India asks UN panel to condemn Pakistan’s attempts to disrupt disarmament efforts

Photo: IANS


India has called on the UN committee dealing with disarmament to condemn Pakistan for its “nefarious and vicious” attempts to disrupt its work.

“This Committee should not only categorically reject Pakistan’s nefarious and vicious designs but collectively condemn Pakistan for its repeated efforts to politicise its work and hijack its mandate,” an Indian delegate said on Monday at the UN General Assembly’s (UNGA) First Committee, which deals with disarmament.

He was replying to Pakistan’s Permanent Representative Munir Akram’s attack on India that went outside the committee’s framework by raising the Kashmir issue.

The Indian delegate said: “As the epicentre of global terrorism, Pakistan is the biggest destabilising force in the world and has repeatedly indulged in cross-border terrorism. They have no regard for UN principles.”

“While Pakistan’s Permanent Representative speaks about peace and security here, his Prime Minister (Imran Khan) glorifies global terrorists like Osama Bin Ladin as ‘martyrs’. What more could be a better proof of the utter duplicity that this country is infamous for.”

Earlier, India’s Geneva-based Permanent Representative to the Conference on Disarmament, Pankaj Sharma, warned the committee about the dangers of “terrorists acquiring weapons of mass destruction” and called on UN members to “work together to address this grave danger”.

“Through its annual consensus resolution at the UNGA, titled ‘Measures to Prevent Terrorists from Acquiring Weapons of Mass Destruction,’ India has been drawing the attention of the world towards these threats and the need to strengthen international cooperation to address them,” Sharma said.

He also drew attention to the havoc caused by terrorists getting small arms and light weapons (SALW).

“Weapons in the hands of terrorists are the most threatening form of illicit SALWs. Therefore, India values the full and effective implementation of the UN PoA (Programme of Action) as a means to combat terrorism and transnational crime.”

Sharma reiterated India’s commitment to “universal, non-discriminatory and verifiable nuclear disarmament”.

This would require all countries, including the five permanent members of the Security Council which take cover behind the Nuclear Non-proliferation Treay (NPT), to give up their nuclear weapons.

Laying out India’s nuclear doctrine that has been stated at the UN in previous years, Sharma said that “as a responsible nuclear weapon State and is committed as per its nuclear doctrine, to maintain credible minimum deterrence with the posture of no-first-use and non-use against non-nuclear-weapon states”.

He did not elaborate on it, but a close reading of the statement, unchanged from previous years, leaves open the option of preemptive action against a nuclear-armed state.

But Sharma said that it was important “to commence negotiations to reach agreement on an international convention prohibiting the use or threat of use of nuclear weapons and urgent steps to reduce the risks of unintentional and accidental use of nuclear weapons, respectively”.

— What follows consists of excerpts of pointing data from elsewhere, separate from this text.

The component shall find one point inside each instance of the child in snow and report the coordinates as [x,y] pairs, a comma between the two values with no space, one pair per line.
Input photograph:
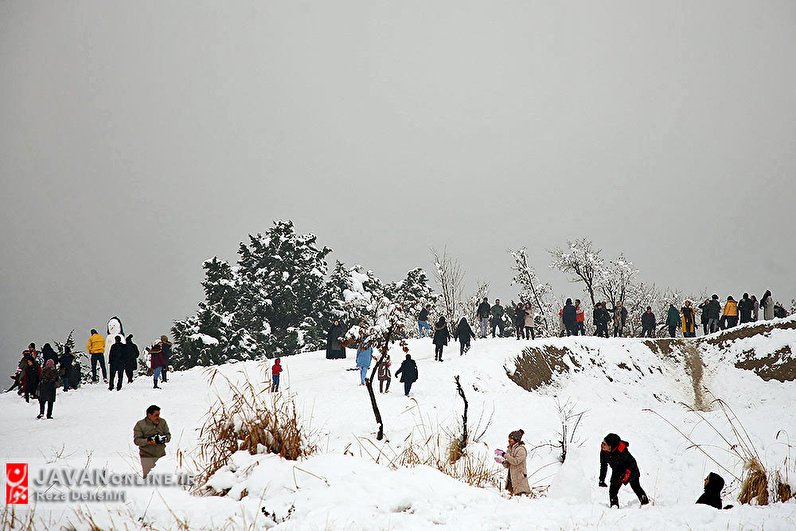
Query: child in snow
[384,375]
[613,452]
[712,495]
[275,370]
[514,459]
[364,357]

This has been highlighted in the annual resolutions introduced by India at the Assembly, Convention on the Prohibition of the Use of Nuclear Weapons and Reducing Nuclear Danger, he said.

Akram held out an implied nuclear threat to India saying, “Pakistan will do whatever it takes to preserve full spectrum deterrence to prevent and defeat any potential Indian aggression.”

In keeping up with Pakistan’s policy of raising Kashmir and what it calls “Hindutva” in all UN forums regardless of their area of work or the topic of discussion, Akram representing the non-secular, officially Islamic state that works with Islamist extremists, alleged that the threat to South Asia came from “Hindutva”.

He went on to rekindle Islamabad’s criticism of India over Kashmir.

Akram also brought up the Indo-Pacific and Islamabad’s patron China, which he called “the rising Asian great power.”

He asserted that “70 per cent of India’s weaponry and forces are deployed against Pakistan, not to serve its promised role as a counter to the rising Asian great power in the so-called ‘Indo-Pacific’ region”.

Exercising the right of reply, the Indian delegate said: “In contrast to India’s constructive approach on disarmament matters, Pakistan has only been disruptive. It is 25 years now, that the world is paying the price of Pakistan’s obstructionist tactics” in the Conference on Disarmament preventing it from adopting a programme of work.

The Indian delegate said that Islamabad “has the dubious distinction of having single-handedly blocked the negotiations” on the Fissile Material Cutoff Treaty that would prohibit the production of highly enriched uranium and plutonium that used in nuclear weapons.

“The First Committee has a vast agenda dealing with global issues relating to disarmament and international security. This is not the forum to address bilateral or regional issues. We wish to reiterate that regional security issues have no place in the First Committee’s considerations.”